New Year Inspiration: Art, Work and Studio Space
In the wake of such destruction (and bickering over who is more generous and who is less stingy), I have been seeking inspiration from creative spaces and the creative people who inhabit them.
Thanks to my friend, Jeanette, a fiber artist outside Chicago, I have received an dose of motivation in the form of David Seider's book, Artists at Work: Inside the studios of Today's Most Celebrated Artists.
Seidner's photos of dramatic work spaces belonging to his friends, mentors and heros are augmented by his essays on the hard-working artists in the context of their private, creative laboratories.
The studios profiled include modern masters: Cindy Sherman, Chuck Close, Roy Lichtenstein, Richard Serra, Jasper Johns, Francesco Clemente amoung many others others.
Studios by the Sea: Artists of Long Island's East End is another glorious photogallery of artists' spaces, but the venue has left Manhattan for the weekend for the Hamptons.
[Thanks to Jeanette for introducing me to it, and the Saiia-Shrimplin's for the gift certificate that bought it!]
Showing the truly glorious along with the truly humble, this book by Bob Colacello and Jonathan Becker aptly illuminates the constant Bohemian tension: The compulsive need to flock together with like-minded souls, while craving to carve out a piece of solitude for one to work.
And, most important for us to witness and to understand, whether the individual is tidy as a pharmacist or messy as a trainwreck, all the artists follow a single commandment: "Go to your studio and get to work!"
Speaking of art as work, Milton Glaser has actually written the book on the topic; and, he has earned the right to brag about how much art and work has has done over the last 50 years.
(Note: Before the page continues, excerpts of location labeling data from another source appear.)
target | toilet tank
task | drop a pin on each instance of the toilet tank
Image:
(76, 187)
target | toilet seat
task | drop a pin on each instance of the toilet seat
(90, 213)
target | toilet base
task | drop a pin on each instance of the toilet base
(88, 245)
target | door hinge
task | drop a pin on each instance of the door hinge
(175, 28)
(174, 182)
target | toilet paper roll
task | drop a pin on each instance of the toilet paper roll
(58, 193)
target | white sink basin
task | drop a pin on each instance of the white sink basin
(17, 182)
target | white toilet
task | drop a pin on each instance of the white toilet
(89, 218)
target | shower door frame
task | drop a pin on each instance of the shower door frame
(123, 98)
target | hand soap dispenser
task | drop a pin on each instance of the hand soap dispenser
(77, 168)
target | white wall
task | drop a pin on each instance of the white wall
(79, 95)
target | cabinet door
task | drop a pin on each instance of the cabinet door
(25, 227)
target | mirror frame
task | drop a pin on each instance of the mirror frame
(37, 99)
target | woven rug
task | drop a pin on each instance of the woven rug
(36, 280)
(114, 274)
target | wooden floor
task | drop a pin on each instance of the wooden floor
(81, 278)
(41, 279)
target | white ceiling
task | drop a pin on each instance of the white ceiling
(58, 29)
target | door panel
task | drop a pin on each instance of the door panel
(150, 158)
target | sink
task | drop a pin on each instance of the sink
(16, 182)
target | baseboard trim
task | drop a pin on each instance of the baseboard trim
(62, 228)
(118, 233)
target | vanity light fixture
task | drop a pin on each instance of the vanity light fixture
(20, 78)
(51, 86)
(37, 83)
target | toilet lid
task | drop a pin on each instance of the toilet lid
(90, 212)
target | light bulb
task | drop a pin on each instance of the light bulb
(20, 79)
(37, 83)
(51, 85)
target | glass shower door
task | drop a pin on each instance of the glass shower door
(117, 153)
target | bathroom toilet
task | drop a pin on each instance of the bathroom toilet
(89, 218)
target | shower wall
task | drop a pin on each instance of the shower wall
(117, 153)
Hugely prolific, Glaser is one of the few true Renaissance men in this country: He is an original intellectual, an inspired teacher, a lover of Italy, as well as a deeply passionate New Yorker by both birth and training. Milton Glaser was a driving influence of the visual language of the 60's and 70's.
Along with contemporaries Peter Max, Red Grooms and Seymour Chwast, Glaser is one of my personal heros in bringing joy and discipline to every project.
Whether Glaser is redesigning a restaurant interior, creating the ultimate logo for a new beer or for NYC itself, laboring upon a series of illustrations inspired by Dante's inferno, or composing a poster for Shakespeare in the Park, his love of color, shape and metaphor weave through his entire body of work.